Figure 4. The agent based model recapitulates the experimentally observed size-dependent permeabilities of passive cargos through the nuclear pore.

Following a simulated microinjection of non-interacting species in the cytoplasm, the in silico pore is observed to inhibit the influx of larger species while allowing smaller species to diffuse through the pore. This is in agreement with previous experimental observations.

Figure 5. Impβ transport rate through a pore with Nups of uniform affinity.

Transport rates for ABM simulations of Impβ through a nuclear pore containing Nups with uniform affinity (no gradient). Nup-Impβ affinity is varied from 100 nM to 4 mM. The transport rate exhibits biphasic behavior as a function of affinity. At very high affinities (low K_D), Impβ is tightly bound to Nups, resulting in slow transport rates as the Nups become saturated. At very low affinities, Impβ isn't able to bind Nups as efficiently, reducing its resident time at the pore periphery and subsequently excluding it from the pore interior as a result of steric effects. Peak transport of 86.24±1.68 transports per second were observed at a Nup-Impβ affinity of 200 µM. Pores containing Nup bound Impβ agents that are capable of diffusing locally exhibit increased transport rate compared to simulation configurations where Impβ becomes immobile once bound to an FG-Nup.

Figure 6. Transport rate as a function of cytoplasmic, central channel, and nuclear basket Nup-Impβ affinity.

Impβ transport rate (z-axis) as a function of cytoplasmic (x-axis) and central channel (y-axis) Nup-Impβ affinity ranging from 2 µM to 2 mM. The four three-dimensional surfaces represent a range of nuclear basket affinities ranging from 0.2 µM to 200 µM. Transport rates appear to be least sensitive to cytoplasmic affinities and most sensitive to central channel and nuclear basket affinities. Varying central channel affinities results in biphasic behavior with maximum transport at K_D≈200 µM. Transport rates appear to increase as nuclear basket affinity is increased up to K_D≈10 µM and don't appear to show significant increase at higher affinities.

Figure 7. Transport rate as a function of central channel affinity.

Impβ transport rate appears most sensitive to central channel affinity, regardless of nuclear basket affinity, with a peak transport rate when Nup-Impβ affinities are on the order of 100 µM. (Cyt: Cytoplasmic periphery, Nuc: Nuclear basket)

Figure 8. Transport rate as a function of cytoplasmic affinity.

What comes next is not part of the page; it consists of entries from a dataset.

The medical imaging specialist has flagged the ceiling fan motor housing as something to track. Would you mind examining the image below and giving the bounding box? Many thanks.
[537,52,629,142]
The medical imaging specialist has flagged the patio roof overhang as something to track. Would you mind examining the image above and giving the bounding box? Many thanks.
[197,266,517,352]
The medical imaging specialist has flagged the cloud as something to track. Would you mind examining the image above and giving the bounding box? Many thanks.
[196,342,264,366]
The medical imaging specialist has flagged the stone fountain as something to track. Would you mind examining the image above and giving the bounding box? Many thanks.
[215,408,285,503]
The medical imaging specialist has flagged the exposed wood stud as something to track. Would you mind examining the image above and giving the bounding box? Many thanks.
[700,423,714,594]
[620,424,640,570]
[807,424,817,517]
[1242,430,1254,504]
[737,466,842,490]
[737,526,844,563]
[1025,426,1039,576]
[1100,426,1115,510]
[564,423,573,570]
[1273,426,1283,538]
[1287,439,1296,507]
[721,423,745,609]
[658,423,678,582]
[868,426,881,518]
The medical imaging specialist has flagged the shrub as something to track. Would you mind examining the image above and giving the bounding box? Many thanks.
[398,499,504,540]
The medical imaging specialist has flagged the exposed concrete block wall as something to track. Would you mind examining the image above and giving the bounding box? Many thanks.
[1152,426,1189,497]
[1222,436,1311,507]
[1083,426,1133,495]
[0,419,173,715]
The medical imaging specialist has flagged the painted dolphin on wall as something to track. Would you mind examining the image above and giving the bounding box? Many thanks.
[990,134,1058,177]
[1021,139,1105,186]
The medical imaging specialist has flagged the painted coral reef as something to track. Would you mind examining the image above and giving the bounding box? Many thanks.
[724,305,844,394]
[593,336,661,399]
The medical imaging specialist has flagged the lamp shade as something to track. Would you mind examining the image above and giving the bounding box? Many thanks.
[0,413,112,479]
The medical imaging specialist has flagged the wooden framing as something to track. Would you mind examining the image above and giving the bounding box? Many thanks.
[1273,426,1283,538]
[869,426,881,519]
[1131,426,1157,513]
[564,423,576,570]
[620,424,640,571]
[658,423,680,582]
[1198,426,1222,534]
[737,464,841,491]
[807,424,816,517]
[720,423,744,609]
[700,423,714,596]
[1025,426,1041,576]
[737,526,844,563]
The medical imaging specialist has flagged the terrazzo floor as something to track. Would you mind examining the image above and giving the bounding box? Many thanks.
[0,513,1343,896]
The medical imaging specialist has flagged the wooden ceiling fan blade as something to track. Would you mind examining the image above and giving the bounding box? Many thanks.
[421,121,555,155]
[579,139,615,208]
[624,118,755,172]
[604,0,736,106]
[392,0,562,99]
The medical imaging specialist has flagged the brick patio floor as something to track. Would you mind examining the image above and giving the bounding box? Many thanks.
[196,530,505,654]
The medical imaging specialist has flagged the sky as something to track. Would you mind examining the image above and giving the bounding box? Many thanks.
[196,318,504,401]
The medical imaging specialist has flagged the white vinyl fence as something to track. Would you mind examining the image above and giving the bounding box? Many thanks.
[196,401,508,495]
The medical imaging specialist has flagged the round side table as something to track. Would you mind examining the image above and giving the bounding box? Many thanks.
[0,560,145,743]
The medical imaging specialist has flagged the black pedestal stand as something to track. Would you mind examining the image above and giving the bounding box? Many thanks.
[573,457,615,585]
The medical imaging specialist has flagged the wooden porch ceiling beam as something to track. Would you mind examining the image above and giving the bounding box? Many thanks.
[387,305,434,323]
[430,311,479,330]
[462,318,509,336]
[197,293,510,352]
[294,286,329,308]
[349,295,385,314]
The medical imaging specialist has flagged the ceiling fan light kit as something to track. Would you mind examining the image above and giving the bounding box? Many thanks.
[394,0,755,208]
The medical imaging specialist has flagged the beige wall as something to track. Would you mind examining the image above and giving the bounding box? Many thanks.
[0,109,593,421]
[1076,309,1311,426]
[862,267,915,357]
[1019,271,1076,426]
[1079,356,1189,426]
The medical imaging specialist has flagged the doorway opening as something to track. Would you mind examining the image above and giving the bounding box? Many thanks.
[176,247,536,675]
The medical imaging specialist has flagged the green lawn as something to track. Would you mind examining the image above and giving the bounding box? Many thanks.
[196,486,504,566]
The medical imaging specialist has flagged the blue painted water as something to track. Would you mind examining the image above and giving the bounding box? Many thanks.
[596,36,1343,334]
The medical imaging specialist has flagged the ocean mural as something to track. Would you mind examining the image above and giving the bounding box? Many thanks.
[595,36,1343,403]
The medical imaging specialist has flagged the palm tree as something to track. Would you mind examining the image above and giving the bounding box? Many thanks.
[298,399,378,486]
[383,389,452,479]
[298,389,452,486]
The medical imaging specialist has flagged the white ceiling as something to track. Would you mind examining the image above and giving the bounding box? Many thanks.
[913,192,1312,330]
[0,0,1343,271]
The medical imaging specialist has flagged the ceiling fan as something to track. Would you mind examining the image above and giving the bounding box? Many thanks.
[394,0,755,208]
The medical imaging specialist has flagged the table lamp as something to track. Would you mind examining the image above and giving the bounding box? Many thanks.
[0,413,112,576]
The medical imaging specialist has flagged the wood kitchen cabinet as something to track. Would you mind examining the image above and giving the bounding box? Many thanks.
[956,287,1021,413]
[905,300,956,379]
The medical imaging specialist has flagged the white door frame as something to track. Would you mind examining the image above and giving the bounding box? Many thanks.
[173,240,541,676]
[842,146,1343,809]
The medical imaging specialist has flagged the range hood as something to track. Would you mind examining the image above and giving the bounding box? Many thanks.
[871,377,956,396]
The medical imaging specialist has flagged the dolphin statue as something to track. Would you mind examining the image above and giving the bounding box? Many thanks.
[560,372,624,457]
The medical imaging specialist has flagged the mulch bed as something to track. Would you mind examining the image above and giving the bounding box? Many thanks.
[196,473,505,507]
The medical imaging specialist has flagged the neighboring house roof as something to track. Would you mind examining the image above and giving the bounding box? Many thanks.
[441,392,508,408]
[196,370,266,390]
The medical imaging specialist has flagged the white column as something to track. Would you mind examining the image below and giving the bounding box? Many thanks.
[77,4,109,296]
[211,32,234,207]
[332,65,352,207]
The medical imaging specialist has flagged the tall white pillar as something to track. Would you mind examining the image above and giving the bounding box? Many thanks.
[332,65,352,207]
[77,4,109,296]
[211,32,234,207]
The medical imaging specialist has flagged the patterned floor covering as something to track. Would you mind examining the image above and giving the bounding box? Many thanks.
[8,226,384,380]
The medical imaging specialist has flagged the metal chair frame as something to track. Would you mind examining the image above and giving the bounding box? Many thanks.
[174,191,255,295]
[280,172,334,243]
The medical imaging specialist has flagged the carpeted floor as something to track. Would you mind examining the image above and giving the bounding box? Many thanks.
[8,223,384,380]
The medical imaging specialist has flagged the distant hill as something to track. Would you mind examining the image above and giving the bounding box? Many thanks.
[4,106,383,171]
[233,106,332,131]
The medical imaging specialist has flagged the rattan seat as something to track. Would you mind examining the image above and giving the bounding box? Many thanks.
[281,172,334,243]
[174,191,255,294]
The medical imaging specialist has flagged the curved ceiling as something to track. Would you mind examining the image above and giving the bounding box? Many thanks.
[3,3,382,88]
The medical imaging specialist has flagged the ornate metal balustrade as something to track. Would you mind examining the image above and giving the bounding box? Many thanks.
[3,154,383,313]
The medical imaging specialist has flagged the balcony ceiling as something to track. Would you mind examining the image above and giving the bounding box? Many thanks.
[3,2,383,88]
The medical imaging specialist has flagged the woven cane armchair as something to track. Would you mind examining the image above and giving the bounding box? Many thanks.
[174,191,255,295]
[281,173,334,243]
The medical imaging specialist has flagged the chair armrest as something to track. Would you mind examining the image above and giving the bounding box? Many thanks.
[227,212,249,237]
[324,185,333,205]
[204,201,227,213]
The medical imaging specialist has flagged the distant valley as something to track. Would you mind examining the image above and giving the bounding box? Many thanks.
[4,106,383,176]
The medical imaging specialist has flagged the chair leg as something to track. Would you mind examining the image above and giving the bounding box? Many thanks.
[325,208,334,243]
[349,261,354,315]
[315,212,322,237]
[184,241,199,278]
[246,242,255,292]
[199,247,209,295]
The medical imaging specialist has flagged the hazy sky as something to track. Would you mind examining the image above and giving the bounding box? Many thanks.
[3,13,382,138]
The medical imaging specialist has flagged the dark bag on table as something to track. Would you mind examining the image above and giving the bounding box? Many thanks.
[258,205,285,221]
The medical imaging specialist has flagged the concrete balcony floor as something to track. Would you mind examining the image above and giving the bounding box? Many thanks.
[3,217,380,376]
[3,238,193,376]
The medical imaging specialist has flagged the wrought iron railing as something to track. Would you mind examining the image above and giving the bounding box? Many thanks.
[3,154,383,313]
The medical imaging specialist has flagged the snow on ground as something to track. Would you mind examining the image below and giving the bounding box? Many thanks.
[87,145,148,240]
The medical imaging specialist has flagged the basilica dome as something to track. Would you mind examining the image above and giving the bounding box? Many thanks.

Transport rate appears insensitive to cytoplasmic Nup-Impβ affinity as opposed to central channel and nuclear basket Nup-Impβ affinity. An increase or decrease to affinity in the cytoplasmic region by an order of magnitude results in a change in transport rate that is within a standard error. (CC: Central Channel, Nuc: Nuclear basket)

Figure 9. Transport rate as a function of nuclear basket affinity.

Transport rates are very sensitive to nuclear basket Nup-Impβ affinity, with maximum transport rates emerging in the presence of a high affinity target for Impβ in the nuclear basket. Transport rates peak at an affinity of ∼2 µM with a slight decrease in transport rate as affinities are increased beyond that. This peak in transport rate doesn't appear to be due to a lack of RanGTP to terminate transport at the nuclear periphery of the pore since there aren't significant changes to transport rate under very high nuclear RanGTP concentrations. Conversely, when nuclear RanGTP concentrations are much lower than physiological values, the effect on transport rate is more noticeable.